On each day, Team Leads will be responsible for reviewing the schedule and allocating all
required phone calls between themselves and the Crisis Clinicians working that day. Crisis
Clinicians will attempt to call participants a maximum of three times on the assigned day
between 0800 and 2200. All Crisis Clinicians are provided with scripts to follow for phone
calls based on which group they are calling and at what time. If Crisis Clinicians are
unsuccessful at contacting the participant by the third attempt, they will leave a scripted
voicemail offering support and encouraging the participant to call back. If at any point
during phone conversations the Crisis Clinician has concerns about a participant's safety or
suicide risk, this will be approached in the same way the Clinician would approach anyone who
calls in to the Mobile Crisis Unit with suicidal ideation or behaviours.
Crisis Clinicians will record the outcome and content of all phone calls into the electronic
medical record, including phone calls where they do and do not successfully talk with the
participant. Throughout the study, Dr.
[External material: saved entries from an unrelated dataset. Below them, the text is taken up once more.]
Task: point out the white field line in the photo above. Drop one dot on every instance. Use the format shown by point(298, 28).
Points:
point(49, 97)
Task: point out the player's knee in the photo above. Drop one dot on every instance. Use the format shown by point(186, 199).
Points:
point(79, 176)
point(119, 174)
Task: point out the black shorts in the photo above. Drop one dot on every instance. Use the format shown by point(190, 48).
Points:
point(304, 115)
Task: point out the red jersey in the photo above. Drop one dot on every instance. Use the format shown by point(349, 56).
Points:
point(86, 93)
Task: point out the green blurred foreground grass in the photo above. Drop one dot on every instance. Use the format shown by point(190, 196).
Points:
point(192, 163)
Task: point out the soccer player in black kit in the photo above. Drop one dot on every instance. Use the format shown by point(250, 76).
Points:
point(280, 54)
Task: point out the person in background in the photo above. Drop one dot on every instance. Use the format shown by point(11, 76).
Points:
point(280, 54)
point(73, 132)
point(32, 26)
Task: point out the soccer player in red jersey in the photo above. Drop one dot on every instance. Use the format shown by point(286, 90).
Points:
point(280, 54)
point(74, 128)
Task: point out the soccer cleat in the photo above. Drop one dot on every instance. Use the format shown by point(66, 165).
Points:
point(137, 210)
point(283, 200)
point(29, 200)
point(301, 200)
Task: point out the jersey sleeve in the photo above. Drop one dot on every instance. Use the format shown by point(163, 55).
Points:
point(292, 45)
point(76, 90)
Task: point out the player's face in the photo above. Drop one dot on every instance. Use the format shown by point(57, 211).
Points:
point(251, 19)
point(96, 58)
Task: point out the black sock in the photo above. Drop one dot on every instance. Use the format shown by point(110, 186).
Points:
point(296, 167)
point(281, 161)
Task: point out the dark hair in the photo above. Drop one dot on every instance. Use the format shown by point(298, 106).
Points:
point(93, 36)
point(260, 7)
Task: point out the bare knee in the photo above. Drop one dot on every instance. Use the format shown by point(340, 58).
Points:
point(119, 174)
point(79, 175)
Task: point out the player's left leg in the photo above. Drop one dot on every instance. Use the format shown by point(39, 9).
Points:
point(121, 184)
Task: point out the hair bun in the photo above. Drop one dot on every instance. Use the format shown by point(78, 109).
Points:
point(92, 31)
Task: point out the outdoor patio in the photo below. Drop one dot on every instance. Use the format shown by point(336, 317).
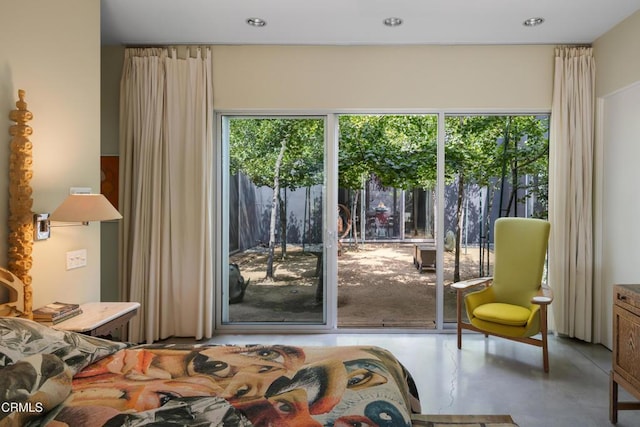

Laura Sutherland will be reviewing the participants'
electronic medical records with particular attention to mental health diagnoses, visit
history during the study time, and the notes from all phone calls made. This information will
be used to analyze all of the data in a deidentified fashion. Crisis Clinicians and Team
Leads will also keep a daily tally of the total number of individuals considered appropriate
for the study based on inclusion and exclusion criteria, and how many of these individuals
decline participation in the study to further inform the analysis.